In a sigh across the scrublands, 
Dry as the dirt, dust devils whip away 
Across the wide-eyed plains
Where every pine is lonesome.

No sign remains of the people who came,
Only the high-bowed cat’s-paw wind
Plays the sun to sleep…

…strings and brass rise.
Without rhythm or signature,
Undercurrents of song,
Laid-back bass lines, ease each other
Into brave, long-noted solos…

Fly-by intersections,
Seem to hang on the dipping wires 
Slung between billboards.
Sky gives up the ghost
Under flashing neon.

…this jazz, this scat, over the backbeat,
Grace-notes, vocalised, blowing trumpet riffs…
…the vibe, the hit, the groove, the heavy music of the night 
Conducts itself in the shadows and the lights,
Those tiny lights, spot- and flood-, street- and head-
Swing the city dusk away from sleep.

Men and women score each movement, 
Flood like rivers through the clamour.
Stories told and songs sung out,
Their own words tell it and the tears they cry,
With laughter sticking in their throats,
Bleed joy to sorrow, tenderness to tribulation;
All their rough emotions rise, stirring in their hearts 
Turbulent and wild, damned and free.

Born of air to flesh, solid in bone, 
Old and young go forward, leaning, 
Heads held high or stooping
Some into the sunset, some at the rising,
Striving, struggling with times of change.
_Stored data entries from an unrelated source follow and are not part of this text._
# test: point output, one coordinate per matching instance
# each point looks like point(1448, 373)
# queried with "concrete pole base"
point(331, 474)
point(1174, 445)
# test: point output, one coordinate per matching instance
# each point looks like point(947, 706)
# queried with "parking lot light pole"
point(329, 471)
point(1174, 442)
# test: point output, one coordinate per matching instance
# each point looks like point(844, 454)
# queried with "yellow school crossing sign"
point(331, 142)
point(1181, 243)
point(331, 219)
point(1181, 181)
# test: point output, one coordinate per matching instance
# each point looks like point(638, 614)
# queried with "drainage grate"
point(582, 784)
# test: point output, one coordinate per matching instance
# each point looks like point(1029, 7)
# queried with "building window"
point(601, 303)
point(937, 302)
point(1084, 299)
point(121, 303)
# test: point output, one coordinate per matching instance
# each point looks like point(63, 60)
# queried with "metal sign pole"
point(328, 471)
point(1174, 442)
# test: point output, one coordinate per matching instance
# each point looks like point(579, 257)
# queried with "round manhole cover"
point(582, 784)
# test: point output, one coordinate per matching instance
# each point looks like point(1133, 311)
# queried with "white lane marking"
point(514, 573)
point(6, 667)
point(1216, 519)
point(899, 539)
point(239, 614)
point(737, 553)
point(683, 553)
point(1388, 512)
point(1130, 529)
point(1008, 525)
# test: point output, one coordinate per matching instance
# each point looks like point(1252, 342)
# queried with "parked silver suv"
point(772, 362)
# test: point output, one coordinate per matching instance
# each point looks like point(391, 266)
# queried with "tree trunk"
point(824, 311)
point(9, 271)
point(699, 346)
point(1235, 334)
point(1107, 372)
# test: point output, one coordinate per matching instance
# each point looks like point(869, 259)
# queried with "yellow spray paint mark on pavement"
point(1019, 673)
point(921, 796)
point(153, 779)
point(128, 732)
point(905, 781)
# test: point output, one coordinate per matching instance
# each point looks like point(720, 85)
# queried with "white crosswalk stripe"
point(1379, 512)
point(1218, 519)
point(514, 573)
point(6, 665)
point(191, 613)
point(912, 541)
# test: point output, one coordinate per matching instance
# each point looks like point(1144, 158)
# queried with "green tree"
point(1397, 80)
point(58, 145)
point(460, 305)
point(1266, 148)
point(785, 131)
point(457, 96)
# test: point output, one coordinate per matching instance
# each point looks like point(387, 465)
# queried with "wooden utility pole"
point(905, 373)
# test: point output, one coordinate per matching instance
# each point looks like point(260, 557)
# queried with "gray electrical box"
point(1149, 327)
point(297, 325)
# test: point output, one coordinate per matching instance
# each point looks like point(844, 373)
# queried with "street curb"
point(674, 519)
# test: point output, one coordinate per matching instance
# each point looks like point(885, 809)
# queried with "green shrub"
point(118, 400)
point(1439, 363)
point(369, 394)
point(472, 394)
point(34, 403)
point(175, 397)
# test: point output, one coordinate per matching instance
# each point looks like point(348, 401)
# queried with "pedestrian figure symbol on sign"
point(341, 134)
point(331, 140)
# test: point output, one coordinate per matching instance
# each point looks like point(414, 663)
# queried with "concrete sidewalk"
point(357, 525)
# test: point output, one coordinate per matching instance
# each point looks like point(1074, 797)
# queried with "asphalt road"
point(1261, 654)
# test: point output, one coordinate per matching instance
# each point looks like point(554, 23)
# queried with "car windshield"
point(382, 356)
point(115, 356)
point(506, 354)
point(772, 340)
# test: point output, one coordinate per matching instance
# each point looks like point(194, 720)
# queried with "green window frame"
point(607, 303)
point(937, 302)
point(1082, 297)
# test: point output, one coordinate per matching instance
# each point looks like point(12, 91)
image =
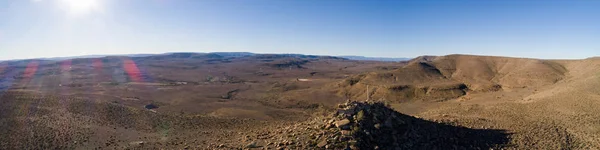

Music fades and dies away.
Others come to dance across the scenes.
Different times, different themes;
And the light is always changing. 

Choirs in the distance sing about tomorrow.

© BH 2015

When Jack Bruce died in October 2014, it was a loss to music. I'm not just saying that as a once-upon-a-time bass-player myself.  He was a player I'd thought highly of since Cream. For my sins, my music days back in Aberdeen with Manray did see us cover his solo piece Theme for an Imaginary Western. 

It was that I recalled when he died. Well, that and how I met his mother and his wife of the time in a bar on the west coast.
So, in November 2014, I wrote the first lines of this. Put it all away and only finished it now. I put some America in it and also the music that follows all of us around wherever we are. A bit like our in-car entertainment and the way it can sometimes become the theme to a day, or a journey, or an entire lifetime on the road.

It's that music which makes dullness tolerable, scores the tedious moments or lifts those of despair, flight, change, transition, into something better.